The U.S. cable, obtained from WikiLeaks by British newspaper the Daily Telegraph, said Libya’s state oil company called in a senior Petro-Canada official with a threat to nationalize the firm’s operations in Libya if Canada did not apologize.
6. Canada wanted to copy U.S. hostage policy
Canada sought U.S. help in crafting a national hostage policy, hoping to follow the secretive American policy as “closely as possible,” a U.S. diplomatic cable leaked by whistleblower website WikiLeaks revealed.
In early January 2009 — after five kidnappings in as many months — Canada asked for a briefing on U.S. policy in hostage situations as it planned to create a formal national policy of its own.
“Canada seeks to co-ordinate its policy as closely as possible with that of the U.S.,” the leaked U.S. State Department diplomatic cable states.

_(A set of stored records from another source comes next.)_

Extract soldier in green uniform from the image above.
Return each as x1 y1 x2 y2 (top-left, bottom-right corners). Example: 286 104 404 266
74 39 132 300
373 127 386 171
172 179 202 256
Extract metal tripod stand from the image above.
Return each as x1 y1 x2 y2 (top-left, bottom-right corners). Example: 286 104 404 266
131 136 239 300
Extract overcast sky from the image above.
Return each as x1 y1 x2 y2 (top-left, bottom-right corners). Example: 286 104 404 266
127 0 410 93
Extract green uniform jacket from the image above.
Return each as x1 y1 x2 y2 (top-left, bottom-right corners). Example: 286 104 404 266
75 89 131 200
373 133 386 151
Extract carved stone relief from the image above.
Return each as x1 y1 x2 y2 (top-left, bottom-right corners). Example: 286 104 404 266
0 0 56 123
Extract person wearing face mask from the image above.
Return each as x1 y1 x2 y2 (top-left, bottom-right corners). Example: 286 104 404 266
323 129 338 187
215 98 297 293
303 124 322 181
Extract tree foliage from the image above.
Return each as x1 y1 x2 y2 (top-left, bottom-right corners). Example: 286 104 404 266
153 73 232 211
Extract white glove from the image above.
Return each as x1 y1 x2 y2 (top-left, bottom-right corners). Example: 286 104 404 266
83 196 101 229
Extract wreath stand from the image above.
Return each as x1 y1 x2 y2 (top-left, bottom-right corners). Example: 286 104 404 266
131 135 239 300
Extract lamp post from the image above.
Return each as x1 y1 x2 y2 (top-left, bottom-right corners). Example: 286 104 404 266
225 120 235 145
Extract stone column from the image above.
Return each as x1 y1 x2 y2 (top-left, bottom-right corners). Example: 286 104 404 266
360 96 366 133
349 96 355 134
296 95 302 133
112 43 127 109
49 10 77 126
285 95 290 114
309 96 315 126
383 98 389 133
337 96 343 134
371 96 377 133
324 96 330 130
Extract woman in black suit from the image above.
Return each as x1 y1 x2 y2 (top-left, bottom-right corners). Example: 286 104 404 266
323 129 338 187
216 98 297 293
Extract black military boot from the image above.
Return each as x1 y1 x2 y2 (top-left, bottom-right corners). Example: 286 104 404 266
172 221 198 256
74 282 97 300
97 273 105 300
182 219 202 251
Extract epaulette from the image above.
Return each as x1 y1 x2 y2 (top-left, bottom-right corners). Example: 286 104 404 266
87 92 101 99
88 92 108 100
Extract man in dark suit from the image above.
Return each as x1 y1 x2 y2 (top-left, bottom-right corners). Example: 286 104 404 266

7. Harper’s empty Arctic sovereignty bluster: U.S. cable
A WikiLeaks cable suggested the U.S. government viewed former prime minister Stephen Harper’s talk about Canadian Arctic sovereignty as little more than empty chest-thumping designed to win votes.
In a diplomatic cable posted by WikiLeaks, the U.S. Embassy in Ottawa said the Conservatives have made successful political use of promises to beef up Canada’s presence in the Arctic.
But it also said the Harper government had done only scant implementation on pledges such as increasing surveillance over the Northwest Passage.
“Conservatives make concern for ‘The North’ part of their political brand … and it works,” says the note, titled Canada’s Conservative Government and its Arctic Focus.
8. U.S. viewed John Baird as rising star
American diplomats saw a bright future for Conservative MP John Baird, describing him as “a young, ambitious and dynamic minister who should be one of the Conservatives’ top leadership prospects in the future,” according to a leaked U.S. diplomatic cable.
Americans devoted an entire nine-page diplomatic cable to analyzing Baird after he was appointed to the tricky file of environment minister in January 2007.
“Baird clearly enjoys and is comfortable with the rough-and-tumble of parliamentary debate in contrast to his predecessor Rona Ambrose,” says a section of the cable marked “embassy comment.”
“It is clear that Baird hopes a strong performance handling the politically sensitive environmental file will eventually be rewarded by his appointment to an even higher-profile ministry.”
9. U.S. contrasted ‘forceful’ Rae with ‘meek’ Ignatieff
After a meeting with David Jacobson, the U.S. ambassador to Canada, on Oct. 23, 2009, American diplomats found Bob Rae to be forceful, eloquent and dominant in comparison to then-Liberal leader and former rival Michael Ignatieff, according to leaked diplomatic cables.
Their relations “remain clearly tense, with Rae arriving late and then immediately dominating the conversation, while Ignatieff sat back almost meekly,” says a cable marked “confidential.”
“Rae was by far the more forceful and eloquent of the two and showed little deference to his party chief, without at any time displaying any rudeness or personal animosity.
“He came across as better read and more substantive than Ignatieff, who stuck mostly to pleasantries and generalities.”